Как я уже сказал, Алексею Ивановичу я не мог не верить. И тем не менее это его письмо не сильно меня поколебало.
Начну с того, что весьма сомнительной показалась мне версия о сознательной фальсификации, проделанной сыном Самуила Яковлевича — Эммануилом Самойловичем. (С. Я. и все домашние звали его «Элик», поэтому я привык к такому звучанию и написанию его имени, и пантелеевское «Иммануэль» немало меня удивило.)
Совершенно непонятно было мне, почему последние стихи С. Я., в особенности то, которое я впервые услышал в ту ночь от Вали, могли способствовать созданию образа
Ну а кроме того, мои тогдашние рассуждения основывались не на одном этом, а на многих стихах С. Я. И все они, кстати сказать, печатались еще при его жизни, так что ни о какой сознательной фальсификации, жертвой которой якобы я пал, не могло быть и речи.
В этом духе я и ответил Алексею Ивановичу. Признавался, что известие об отношении С. Я. к религии, о котором, по его словам, знали все старые друзья Маршака, для меня стало полной неожиданностью.
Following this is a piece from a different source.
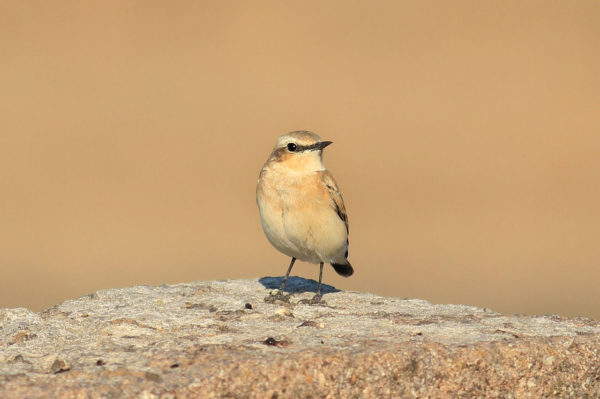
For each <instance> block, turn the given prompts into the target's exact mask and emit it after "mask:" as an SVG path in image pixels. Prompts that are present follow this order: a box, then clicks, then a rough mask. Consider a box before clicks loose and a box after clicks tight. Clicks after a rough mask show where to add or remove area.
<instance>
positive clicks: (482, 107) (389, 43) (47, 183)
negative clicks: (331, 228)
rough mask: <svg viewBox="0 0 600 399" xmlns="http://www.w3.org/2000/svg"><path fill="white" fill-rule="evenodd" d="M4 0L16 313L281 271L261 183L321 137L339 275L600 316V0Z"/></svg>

Просил написать об этом чуть подробнее.
Ответное письмо А. И. показалось мне еще менее убедительным. И даже уже не таким ясным и определенным, как первое. (Отчасти, может быть, мне так показалось, потому что, в отличие от первого, напечатанного на машинке, оно было написано от руки, торопливо, с помарками, вычеркиваниями и подчеркиваниями.)